Impact of Derrida's 'Structure, Sign and Play in the Discourse of the Human Sciences'
Structure, Sign and Play by Derrida has often attracted criticism from several philosophical schools. The essay remains one of the watershed works in the history of literary theory and criticism. This seminal work also marks the birth of poststructuralism, even though it gained prominence in the 1970s.
Key Ideas of Derrida's Structure Sign and Play
Following are some of the most significant ideas that Structure, Sign and Play deals with:
- Bricolage: Using tools that are already available to you, unconventionally.
- Center/Origin/Truth/Presence - A center is the stable, permanent and absolute source, the existence of which is relied upon and presumed by Western metaphysics and philosophy. Derrida questions the very existence of a stable, reliable center.
- Deconstruction: Deconstruction is an interpretation where you first acknowledge the existence of a center, binary, and hierarchy within a text. It is then followed by highlighting the fault lines and gaps in the established hierarchy and then deconstructs and decenters it by briefly letting the marginalised elements take-over the center. The new center is as unstable as the conventional center. Hence, indicating at the complete absence of the presence of a center, giving way to free-play.
- Différance - Coined by Derrida, Différance simultaneously refers to both 'difference of meaning' and 'deferral of meaning'. Derrida says that because all the meaning arises from the difference between terms, we never arrive at an absolute meaning. The meaning is always being deferred or postponed.
- Epistēmē: This term is used by Derrida in 'Structure, Sign and Play' as well as by Michel Foucault. It is the dominant structure of knowledge in a particular era. The term is derived from ancient Greek and means knowledge and understanding.

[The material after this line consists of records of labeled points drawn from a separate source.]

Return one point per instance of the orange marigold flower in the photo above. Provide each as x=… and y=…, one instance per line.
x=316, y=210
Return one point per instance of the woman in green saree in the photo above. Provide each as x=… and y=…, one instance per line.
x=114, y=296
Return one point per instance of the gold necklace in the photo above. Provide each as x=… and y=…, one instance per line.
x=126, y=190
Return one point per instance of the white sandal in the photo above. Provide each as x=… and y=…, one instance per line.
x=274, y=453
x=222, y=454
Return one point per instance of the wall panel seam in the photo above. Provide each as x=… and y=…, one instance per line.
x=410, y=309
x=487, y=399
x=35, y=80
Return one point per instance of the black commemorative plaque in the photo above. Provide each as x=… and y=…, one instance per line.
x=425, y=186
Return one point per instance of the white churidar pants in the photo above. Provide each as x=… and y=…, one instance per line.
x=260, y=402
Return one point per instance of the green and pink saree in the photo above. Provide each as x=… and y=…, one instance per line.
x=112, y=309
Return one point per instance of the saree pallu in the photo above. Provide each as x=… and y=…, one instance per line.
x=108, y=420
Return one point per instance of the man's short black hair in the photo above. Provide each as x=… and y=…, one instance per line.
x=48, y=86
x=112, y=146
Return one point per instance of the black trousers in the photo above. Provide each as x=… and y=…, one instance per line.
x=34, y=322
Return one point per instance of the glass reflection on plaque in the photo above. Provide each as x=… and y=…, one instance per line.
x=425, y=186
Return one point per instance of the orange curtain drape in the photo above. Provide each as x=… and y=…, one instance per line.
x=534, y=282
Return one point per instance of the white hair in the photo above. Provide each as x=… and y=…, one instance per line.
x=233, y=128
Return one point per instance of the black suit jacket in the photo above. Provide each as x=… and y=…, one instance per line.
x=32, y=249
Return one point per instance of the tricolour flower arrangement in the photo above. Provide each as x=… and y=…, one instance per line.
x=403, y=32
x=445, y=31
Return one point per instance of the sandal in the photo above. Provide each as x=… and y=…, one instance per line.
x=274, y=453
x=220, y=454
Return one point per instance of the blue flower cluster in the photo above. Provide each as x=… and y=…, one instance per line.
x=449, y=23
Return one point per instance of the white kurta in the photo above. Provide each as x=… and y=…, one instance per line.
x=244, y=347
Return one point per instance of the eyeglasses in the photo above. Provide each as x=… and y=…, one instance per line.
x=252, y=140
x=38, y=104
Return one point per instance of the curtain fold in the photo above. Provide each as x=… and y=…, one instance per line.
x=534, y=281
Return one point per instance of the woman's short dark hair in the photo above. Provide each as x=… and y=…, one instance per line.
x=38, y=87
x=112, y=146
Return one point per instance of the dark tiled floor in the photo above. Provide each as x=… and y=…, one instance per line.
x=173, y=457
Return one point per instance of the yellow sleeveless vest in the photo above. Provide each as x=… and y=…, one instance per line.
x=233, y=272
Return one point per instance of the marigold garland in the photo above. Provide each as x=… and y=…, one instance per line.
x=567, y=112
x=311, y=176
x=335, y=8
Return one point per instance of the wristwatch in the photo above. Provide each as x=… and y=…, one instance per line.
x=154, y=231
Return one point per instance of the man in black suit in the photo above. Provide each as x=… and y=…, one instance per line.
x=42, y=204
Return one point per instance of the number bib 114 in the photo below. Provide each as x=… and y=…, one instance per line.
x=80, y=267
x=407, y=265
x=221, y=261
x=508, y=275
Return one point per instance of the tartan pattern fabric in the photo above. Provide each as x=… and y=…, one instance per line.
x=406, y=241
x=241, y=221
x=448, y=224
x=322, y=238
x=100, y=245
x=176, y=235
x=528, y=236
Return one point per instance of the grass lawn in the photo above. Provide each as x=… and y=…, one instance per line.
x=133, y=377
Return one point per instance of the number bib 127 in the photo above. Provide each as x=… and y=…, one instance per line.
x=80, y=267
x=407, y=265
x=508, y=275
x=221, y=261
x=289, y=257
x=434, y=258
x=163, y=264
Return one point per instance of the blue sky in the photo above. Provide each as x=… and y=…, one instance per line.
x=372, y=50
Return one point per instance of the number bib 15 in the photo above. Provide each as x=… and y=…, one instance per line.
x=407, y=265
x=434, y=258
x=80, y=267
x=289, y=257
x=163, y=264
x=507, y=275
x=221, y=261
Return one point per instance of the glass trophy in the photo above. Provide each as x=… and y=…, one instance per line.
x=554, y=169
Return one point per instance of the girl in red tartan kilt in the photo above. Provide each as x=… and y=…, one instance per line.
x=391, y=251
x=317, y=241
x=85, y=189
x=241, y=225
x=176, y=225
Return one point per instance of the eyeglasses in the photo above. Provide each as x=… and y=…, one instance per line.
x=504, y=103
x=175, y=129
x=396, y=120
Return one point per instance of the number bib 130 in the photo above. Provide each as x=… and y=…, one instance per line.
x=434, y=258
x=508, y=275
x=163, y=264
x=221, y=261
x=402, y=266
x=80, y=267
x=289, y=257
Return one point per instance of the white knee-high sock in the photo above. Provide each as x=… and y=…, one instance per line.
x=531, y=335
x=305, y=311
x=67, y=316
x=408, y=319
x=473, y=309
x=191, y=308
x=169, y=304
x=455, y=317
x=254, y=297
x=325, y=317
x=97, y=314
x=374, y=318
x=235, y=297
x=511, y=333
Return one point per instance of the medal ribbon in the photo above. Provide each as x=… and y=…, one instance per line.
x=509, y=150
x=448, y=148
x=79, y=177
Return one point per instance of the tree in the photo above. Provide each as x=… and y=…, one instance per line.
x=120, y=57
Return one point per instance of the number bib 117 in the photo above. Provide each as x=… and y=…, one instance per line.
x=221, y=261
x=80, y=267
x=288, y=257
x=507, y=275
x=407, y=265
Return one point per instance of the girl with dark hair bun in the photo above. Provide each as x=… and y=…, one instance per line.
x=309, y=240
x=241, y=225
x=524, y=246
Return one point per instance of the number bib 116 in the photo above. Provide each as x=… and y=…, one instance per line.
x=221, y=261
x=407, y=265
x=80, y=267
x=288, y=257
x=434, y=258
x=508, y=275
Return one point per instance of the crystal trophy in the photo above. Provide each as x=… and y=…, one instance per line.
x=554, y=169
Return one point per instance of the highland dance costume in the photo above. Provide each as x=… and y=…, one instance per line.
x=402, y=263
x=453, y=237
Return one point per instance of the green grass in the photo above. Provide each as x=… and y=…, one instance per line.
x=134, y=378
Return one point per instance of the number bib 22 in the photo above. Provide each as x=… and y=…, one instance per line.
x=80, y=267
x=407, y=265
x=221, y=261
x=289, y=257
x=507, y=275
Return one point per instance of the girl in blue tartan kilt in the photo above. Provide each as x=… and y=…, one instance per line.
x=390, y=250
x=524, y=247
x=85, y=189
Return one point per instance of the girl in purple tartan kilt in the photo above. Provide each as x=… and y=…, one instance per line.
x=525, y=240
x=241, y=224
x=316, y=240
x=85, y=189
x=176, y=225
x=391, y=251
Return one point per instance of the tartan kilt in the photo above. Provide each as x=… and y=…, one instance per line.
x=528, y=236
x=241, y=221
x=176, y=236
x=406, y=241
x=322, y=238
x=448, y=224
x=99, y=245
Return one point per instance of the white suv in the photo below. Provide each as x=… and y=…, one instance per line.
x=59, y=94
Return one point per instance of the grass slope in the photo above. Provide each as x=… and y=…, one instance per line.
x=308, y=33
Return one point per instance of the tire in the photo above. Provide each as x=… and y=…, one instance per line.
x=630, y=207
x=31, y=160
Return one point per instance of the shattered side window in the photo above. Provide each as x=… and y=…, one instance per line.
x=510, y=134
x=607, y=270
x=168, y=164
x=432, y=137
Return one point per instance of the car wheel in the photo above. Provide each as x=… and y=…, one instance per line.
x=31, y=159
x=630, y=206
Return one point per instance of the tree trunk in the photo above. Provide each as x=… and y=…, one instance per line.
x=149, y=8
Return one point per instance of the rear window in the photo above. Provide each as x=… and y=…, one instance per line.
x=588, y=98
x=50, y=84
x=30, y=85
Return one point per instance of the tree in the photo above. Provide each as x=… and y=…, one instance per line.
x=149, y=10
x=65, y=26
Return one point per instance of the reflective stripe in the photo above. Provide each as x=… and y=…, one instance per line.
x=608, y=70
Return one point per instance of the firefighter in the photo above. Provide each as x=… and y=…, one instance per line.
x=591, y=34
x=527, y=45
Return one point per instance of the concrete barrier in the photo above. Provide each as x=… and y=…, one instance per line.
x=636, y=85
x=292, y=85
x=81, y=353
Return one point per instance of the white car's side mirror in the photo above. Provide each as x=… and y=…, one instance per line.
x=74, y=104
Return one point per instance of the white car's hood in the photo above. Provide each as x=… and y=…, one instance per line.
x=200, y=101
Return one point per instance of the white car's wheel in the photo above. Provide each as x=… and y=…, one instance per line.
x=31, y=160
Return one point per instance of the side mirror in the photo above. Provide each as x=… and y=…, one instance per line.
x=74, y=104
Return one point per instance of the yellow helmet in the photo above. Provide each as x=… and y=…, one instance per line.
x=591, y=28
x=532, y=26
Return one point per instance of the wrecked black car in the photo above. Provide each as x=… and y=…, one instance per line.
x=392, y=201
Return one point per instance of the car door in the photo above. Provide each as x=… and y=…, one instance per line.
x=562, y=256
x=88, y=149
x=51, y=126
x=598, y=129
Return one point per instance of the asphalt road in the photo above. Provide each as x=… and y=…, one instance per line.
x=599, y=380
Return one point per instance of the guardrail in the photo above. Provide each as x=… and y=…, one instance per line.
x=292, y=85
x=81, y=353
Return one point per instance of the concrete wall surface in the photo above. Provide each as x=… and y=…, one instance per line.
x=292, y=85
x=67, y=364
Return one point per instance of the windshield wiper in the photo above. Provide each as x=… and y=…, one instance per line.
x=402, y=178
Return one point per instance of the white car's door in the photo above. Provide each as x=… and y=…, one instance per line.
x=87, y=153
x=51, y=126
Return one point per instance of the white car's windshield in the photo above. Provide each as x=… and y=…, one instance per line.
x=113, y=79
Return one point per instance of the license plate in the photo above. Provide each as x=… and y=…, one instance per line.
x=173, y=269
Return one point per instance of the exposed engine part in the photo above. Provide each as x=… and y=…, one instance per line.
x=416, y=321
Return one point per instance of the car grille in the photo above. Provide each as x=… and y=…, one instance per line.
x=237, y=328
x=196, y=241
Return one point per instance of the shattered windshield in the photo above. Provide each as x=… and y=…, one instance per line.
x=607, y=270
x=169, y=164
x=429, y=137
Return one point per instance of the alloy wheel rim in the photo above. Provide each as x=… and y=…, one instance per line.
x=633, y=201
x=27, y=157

- Play or Free-Play: Free-Play is when an absence of a presumed stable structure gives way to multiple possibilities and interpretations within a structure.
References
Barry, Peter. Beginning Theory : An Introduction to Literary and Cultural Theory. 1995. 4th ed., Manchester, Manchester University Press, 2017.
“Derrida, “Structure, Sign, and Play in the Discourse of the Human Sciences.”” Www.youtube.com, www.youtube.com/watch?v=dlZ8fFqcT8Q&ab_channel=DougEskew. Accessed 24 May 2023.
Derrida, Jacques . “Structure, Sign and Play in the Discourse of the Human Sciences.” The Structuralist Controversy- the Languages of Criticism and the Sciences of Man , edited by Richard Macksey and Eugenio Donato, The Johns Hopkins University Press, 1972, pp. 247–265. Accessed 24 May 2023
Powell, Jim, and Van Howell. Derrida for Beginners. Danbury, Ct, For Beginners Llc, 2007
Smith-Laing, Tim. Jacques Derrida’s Structure, Sign, and Play in the Discourse of Human Science. Taylor & Francis, 20 May 2018.